Posted By: Bill H Tue, Feb 19, 2019 IP: 2601:342:200:2191:e1

I went to an antique show and sale this past weekend and came away with a Fukagawa Koransha mark & late Meiji period vase. Or at least I was satisfied it was a vase until I got home and started comparing the form with my blue & white 19th century Japanese water jar (mizusashi) shown in the last picture below. I also have a blue & white Satsuma-style crackle glaze baluster form covered jar with scholarly motif and mark of Kinkozan that I also believe was for water. Between the two, they sort of egged on my question of whether anyone, especially Japanese collectors, thinks the Koransha piece might have been intended to hold water without any flowers in it. It's about 11.75 inches tall as shown. The lid has been restored. I'll add a shot of the Kinkozan jar after this is posted.

Thanks to all,

Bill H.

Subject:Re: Mizusashi or Vase?
Posted By: Bill H Wed, Feb 20, 2019

And here are two pix of the Kinkozan-marked water jar. I wonder if the Satsuma-style crackle, which shows on the lid, has any implications for age.


Bill H.

Subject:Re: Mizusashi or Vase?
Posted By: Martin Michels Wed, Feb 20, 2019

Dear Bill,

I have no idea what this "vase" was used for, but it's an unusual pattern and unusual use of colors for a Fukagawa piece. And it's 1 of a pair, because it's also signed with Migi 右 ichi 一 (right 1).
Great find though.

The Kinkozan piece is marked with a typical "Kinkozan Zo" square seal from somewhere between 1900 and 1925.
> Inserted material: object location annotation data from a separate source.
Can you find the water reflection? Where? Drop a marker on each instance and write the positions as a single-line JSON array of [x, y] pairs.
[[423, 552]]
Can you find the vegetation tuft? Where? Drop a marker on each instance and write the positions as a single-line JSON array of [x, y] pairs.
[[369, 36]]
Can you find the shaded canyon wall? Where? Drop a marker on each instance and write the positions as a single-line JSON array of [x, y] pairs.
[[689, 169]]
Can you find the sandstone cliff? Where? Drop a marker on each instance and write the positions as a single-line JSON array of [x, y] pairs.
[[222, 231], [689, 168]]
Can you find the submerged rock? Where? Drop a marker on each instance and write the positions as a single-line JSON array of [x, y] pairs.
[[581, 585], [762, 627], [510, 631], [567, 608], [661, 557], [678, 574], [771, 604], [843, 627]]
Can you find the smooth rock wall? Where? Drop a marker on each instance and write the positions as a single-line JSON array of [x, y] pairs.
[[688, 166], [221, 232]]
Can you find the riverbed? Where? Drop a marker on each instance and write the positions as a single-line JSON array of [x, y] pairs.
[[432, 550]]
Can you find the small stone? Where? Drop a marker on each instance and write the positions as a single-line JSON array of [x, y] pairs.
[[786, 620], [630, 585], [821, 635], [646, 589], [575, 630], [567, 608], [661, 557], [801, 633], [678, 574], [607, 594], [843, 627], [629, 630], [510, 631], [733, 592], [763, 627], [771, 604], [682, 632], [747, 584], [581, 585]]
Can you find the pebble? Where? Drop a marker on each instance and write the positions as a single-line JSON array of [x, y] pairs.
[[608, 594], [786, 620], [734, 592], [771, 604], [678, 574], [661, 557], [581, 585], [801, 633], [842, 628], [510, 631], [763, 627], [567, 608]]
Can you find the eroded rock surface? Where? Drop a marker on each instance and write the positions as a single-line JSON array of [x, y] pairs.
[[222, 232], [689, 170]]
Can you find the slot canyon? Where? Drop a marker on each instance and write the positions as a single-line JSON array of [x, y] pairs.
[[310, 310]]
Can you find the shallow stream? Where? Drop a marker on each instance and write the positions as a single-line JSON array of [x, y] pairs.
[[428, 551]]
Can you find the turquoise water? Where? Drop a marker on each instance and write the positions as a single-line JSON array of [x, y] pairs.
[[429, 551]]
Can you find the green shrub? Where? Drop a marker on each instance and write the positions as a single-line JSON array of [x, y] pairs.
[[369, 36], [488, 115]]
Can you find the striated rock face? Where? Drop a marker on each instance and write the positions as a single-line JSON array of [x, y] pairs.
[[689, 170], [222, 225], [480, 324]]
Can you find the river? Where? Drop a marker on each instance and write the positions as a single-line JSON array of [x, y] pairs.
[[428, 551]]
Subject:Re: Mizusashi or Vase?
Posted By: Bill H Fri, Feb 22, 2019

Martin, thanks much for your input. The date on that Kinkozan seal is most welcome. The ground color on the questioned vase looks black but actually is a deep brown, which has led to the name "Chocolate Imari" in some quarters.

Here's another Koransha item that I think has an even more unusual display of colors. It may be a tea infuser/dispenser, or perhaps more often put to use in the West as a coffee urn. It's about two feet tall. I've seen others from the turn of the century, but nothing else like this.